So from the Department of Labor perspective, our approach has been to lift up workers, right. So we sometimes have to use our child labor programming or forced labor programming in order to be an entryway to start having conversations on broader labor issues.

But the department has released a new initiative called M-POWER, which is a multilateral multi-stakeholder initiative that will unite governments and unions and labor academics and civil society organizations committing to working on worker empowerment and bargaining rights.

We right now have two-year funding commitments of about $120 million in technical assistance programming that will kind of lift up worker voice, support new research initiatives, and work on diplomatic and trade actions – which is the other big portion of all of this, the trade – not just the importation but more like our trade agreements, and using that as a tool to support worker rights.

In December, in a couple of months, we will be publicly launching that initiative and adding a little bit more information, and if you’re interested in learning more about it there’s a lot of information in our website on that.

So I’ll leave it at that for an answer for now. But just really, really excited to be working on that and really invite everyone who’s interested in being part of that initiative to kind of, please, reach out to us.

Ms. Flacks: Wonderful. Thank you so much.

Well, we’re getting a lot of great questions from our online audience. I’m sure folks in the room will also want to ask questions, and I know John has to leave a few minutes early so I want to make sure –

Mr: Leonard: Actually, I got a reprieve. I’m good.

Ms. Flacks: Fantastic. Then we’re going to grill you then.

So I want to turn it open to our audience for questions or comments. If you would like to make a question or comment, please raise your hand and we’ll bring you a microphone.

I want to start, though – I know that we have one of the co-authors of the report from Walk Free Foundation in the room and I want to give them a chance to just add anything to the discussion and maybe comment on the conversation thus far.

So I think, Grace, you’re here from Walk Free – Grace Forrest, director from Walk Free. If you want to just say a few remarks we’ll bring you up. Fiona will bring you the microphone.

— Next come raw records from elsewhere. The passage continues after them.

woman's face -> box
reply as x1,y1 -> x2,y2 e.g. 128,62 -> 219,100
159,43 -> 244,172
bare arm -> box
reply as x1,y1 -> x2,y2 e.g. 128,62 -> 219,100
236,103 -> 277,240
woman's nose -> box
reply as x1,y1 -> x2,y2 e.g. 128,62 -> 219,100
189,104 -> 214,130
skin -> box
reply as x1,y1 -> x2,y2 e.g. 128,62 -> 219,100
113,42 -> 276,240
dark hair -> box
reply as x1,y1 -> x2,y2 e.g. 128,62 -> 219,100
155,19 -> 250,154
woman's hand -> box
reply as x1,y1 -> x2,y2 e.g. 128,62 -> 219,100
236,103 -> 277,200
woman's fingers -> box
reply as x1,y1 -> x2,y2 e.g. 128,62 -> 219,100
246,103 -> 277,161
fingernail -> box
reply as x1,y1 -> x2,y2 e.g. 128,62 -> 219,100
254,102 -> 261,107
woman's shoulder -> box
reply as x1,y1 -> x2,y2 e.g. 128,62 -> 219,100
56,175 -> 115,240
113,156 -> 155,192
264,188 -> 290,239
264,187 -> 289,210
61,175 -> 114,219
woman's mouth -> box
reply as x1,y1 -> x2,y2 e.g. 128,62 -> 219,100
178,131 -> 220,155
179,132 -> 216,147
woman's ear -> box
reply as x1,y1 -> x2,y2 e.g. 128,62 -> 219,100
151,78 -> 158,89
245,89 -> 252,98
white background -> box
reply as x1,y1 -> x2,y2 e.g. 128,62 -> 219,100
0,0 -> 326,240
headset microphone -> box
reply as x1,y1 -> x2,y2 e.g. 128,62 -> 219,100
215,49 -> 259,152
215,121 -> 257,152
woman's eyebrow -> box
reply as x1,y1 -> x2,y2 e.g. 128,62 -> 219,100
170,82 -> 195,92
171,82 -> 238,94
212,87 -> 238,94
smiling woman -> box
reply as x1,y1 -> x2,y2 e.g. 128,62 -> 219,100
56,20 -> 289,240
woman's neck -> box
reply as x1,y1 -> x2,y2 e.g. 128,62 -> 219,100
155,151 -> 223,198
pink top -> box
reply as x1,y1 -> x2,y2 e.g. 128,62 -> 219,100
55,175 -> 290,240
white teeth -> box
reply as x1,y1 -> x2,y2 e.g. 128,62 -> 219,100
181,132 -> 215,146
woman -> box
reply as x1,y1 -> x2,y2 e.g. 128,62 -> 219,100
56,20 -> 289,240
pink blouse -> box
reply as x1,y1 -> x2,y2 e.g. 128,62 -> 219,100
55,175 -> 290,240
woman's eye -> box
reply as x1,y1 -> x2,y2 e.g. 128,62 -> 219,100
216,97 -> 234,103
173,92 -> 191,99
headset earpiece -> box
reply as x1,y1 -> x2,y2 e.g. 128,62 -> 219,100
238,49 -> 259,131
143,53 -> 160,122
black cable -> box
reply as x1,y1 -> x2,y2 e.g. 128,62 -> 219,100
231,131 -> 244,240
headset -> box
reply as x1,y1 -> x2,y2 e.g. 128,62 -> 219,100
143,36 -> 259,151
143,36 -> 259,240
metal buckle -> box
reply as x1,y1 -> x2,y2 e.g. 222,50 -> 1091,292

Q: Thank you very much. It’s a pleasure to be here with you all and we’re very proud to be co-authors of this report with the ILO and in collaboration with the IOM.

I think the only other thing I would add to this fantastic presentation is, really, around the responsibility of private actors. So the increase in forced labor around the world is directly due to forced labor in the private economy and this is, as we’ve all discussed, connected to the goods that we buy and use every single day.

We don’t need private actors to wait for governments to start doing the right thing. Of course, governments should burden – should shoulder the burden of what has to be done to step up and do more. But private actors equally should be held to account at this point in time when we know that forced labor is rising and that vulnerability is being driven by our global economy.

One comment I’d really liked to cement here in the room is that we’ve heard over and over in the last 18 months that the system is broken. And our system is not broken. It is working like a Swiss clock. It is working the way it was designed, to exploit people for the benefit of others.

So industries of historical slavery like tobacco, sugar, and cotton persist as industries of modern slavery in the world today and despite, you know, advancements in legislation that are incredibly important and that we’re hugely grateful for, it is very difficult to ascertain how you fully do seize a good at the border when one in five cotton garments on Earth are coming out of Xinjiang.

You know, this is connected to fashion companies that are a stone’s throw away from where we’re sitting right now, to sugar that is in the fizzy drinks and candy bars in every vending machine in every office.

So there is an omnipresence of modern slavery around us and it’s very important to note that it continues to underpin our global economy because we are not necessarily stepping up to where we need to be to address structural inequality and, as Michaelle said, migrant workers are three times more likely to experience exploitation than non-migrant workers.

This is a story of exploitation both in this country and around the world and we need to radically readdress what this looks like to write a new social contract that doesn’t rob some people of their human rights to build convenience for others.

And on forced marriage we have seen a significant increase in that vulnerability throughout the world. This is deeply tied to patriarchal structures and harmful gender norms for women and girls throughout the world. There is indiscriminate forced marriages happening in every region of the world, 25 percent of them happening in middle to upper income countries.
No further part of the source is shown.